Karena kesaktian dan tahta yang ia dapatkan, Mayadanawa menjadi sangat angkuh
dan sombong. Bahkan ia melarang penduduk-penduduk di bali untuk menyembah tuhan
dengan segala manifestasinya, karena ia merasa tak ada yang paling kuat selain
dirinya maka ia menyuruh para penduduk untuk menyembah dirinya saja. Dengan
wewenang itu, para rakyat menjadi sangat tertekan, namun mereka tak berdaya
untuk dapat mengalahan raja mayadanawa tersebut. Semenjak saat itu rakyat
menjadi sangat sengsara, tanaman para penduduk menjadi rusak dan banyak wabah
penyakit timbul dimana-mana. Melihat hal tersebut, seorang Mpu bernama Mpu Kul
Putih memutuskan untuk melakukan samadhi di pura besakih untuk meminta petunjuk
dari tuhan. Setelah lama beliau melakukan samadhi, akhirnya ia mendapat sebuah
wahyu yang menuntunnya untuk pergi ke india mencari bantuan. Alhasil datanglah bantuan dari sorga yang dipimpin oleh Bhatara
Indra beserta para pasukan terkuatnya. Bhatara Indra kemudian mengutus salah
satu pasukannya yakni Bagawan Naradha untuk menjadi mata-mata dan masuk ke
keraton raja Mayadanawa.

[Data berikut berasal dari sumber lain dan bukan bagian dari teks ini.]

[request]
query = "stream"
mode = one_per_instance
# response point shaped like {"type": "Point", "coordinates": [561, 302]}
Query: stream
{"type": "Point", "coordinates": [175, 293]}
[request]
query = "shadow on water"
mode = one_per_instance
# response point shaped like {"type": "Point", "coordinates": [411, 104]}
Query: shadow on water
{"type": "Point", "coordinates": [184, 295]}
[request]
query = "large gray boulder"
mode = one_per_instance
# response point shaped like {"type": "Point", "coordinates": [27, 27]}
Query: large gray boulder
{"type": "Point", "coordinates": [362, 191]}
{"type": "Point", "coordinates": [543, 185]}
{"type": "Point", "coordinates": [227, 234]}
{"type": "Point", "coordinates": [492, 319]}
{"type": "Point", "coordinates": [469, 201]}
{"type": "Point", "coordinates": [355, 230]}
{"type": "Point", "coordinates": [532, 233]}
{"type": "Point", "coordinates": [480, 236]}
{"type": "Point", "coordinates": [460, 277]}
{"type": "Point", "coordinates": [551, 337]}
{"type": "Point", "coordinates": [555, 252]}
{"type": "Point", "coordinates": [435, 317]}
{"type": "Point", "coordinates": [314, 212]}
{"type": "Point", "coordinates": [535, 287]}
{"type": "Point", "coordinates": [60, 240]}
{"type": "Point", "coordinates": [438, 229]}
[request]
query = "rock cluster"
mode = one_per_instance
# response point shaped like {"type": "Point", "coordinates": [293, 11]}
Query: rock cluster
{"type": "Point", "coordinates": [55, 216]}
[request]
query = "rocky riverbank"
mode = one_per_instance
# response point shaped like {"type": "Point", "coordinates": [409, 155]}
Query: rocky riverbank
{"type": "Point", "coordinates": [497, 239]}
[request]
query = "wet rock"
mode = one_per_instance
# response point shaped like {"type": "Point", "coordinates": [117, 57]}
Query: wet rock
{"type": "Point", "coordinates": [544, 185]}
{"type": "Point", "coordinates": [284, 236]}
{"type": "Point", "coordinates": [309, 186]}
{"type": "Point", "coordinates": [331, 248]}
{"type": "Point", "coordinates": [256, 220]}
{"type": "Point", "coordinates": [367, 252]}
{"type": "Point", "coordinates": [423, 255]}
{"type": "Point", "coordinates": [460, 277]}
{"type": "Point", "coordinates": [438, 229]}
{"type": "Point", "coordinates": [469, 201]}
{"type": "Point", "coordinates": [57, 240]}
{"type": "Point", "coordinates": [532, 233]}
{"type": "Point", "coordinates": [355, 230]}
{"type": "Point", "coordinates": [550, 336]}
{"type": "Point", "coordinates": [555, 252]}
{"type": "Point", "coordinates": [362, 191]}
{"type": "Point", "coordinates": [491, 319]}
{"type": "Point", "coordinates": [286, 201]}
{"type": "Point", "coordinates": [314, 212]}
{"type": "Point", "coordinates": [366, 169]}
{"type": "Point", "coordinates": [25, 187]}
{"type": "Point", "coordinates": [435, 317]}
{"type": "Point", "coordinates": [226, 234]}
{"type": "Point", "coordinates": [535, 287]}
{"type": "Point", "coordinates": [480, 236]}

Setelah lama mendapatkan informasi dari raja
mayadanawa akhirnya Raja Mayadanawa mengetahui bahwa kerajaannya telah
terancam. Maka Raja Mayadanawa menyiapkan banyak pasukan untuk menyerang
pasukan Bhatara Indra.Pertempuran dahsyat pun tak terelakkan, Namun dengan
pasukan Bhatara Indra tetap unggul. Pasukan Mayadanawa dibuat kalang kabut oeh
pasukan Bhatara Indra namun karena hari sudah menjelang malam akhirnya
pertempuran itupun dihentikan. Melihat pasukannya kalah telak, Mayadanawa pun
bertindak licik untuk mengalahkan pasukan Bhatara Indra.Pada larut malam,
Mayadanawa membuat sebuah mata air beracun yang dibuat di dekat tempat
peristirahatan para pasukan Bhatara Indra. Agar niat liciknya tidak diketahui
oleh para pasukan Bhatara Indra, Mayadanawa berjalan mengendap-endap sambil
memiringkan telapak kakinya untuk berjalan. Sejak
saat itulah tempat itu diberi nama Tampaksiring. Pada keesokan harinya, para
pasukan Bhatara Indra banyak yang jatuh sakit setelah meminum mata air beracun
itu. Melihat kejadian itu, Bhatara Indra kemudian membuat mata air lainnya
untuk menyembuhkan para pasukannya. Mata air suci inilah yang kemudian disebut
sebagai Mata Air Tirta Empul. Dengan meminum
mata air tirta empul itu, para pasukan Bhatara Indra kembali sembuh. Pengejaran
Mayadanawa pun dilanjutkan. Mengetahui hal itu, Mayadanawa sempat ingin
bersembunyi dengan merubah dirinya menjadi bermacam-macam bentuk namun Bhatara
Indra tetap mengetahuinya. Pada akhirnya, Mayadanawa merubah dirinya menjadi
Batu Paras, diketahuiah oleh Bhatara Indra kemudian dipanah batu paras tersebut
dan pada akhirnya Raja Mayadanawa menemui ajalnya.Kematian mayadanawa itu
kemudian di peringati oleh masyarakat hindu di bali sebagai peringatan hari
raya galungan, yang mengandung makna “Kemenangan Darma melawan Adarma”. Itulah
sejarah pura tirta empul yang sekarang kita kenal sebagai pura tempat pelukatan
atau tempat penyucian diri bagi umat hindu di bali.
Di bagian dalam Pura ini terdapat Utama Mandala yaitu Tempat pemujaan/pelinggigih dalam bahasa bali khusus untuk umat Hindu untuk melakukan persembahyangan memohon Perlindungan dan keselamatan pada Tuhan Yang Maha Esa.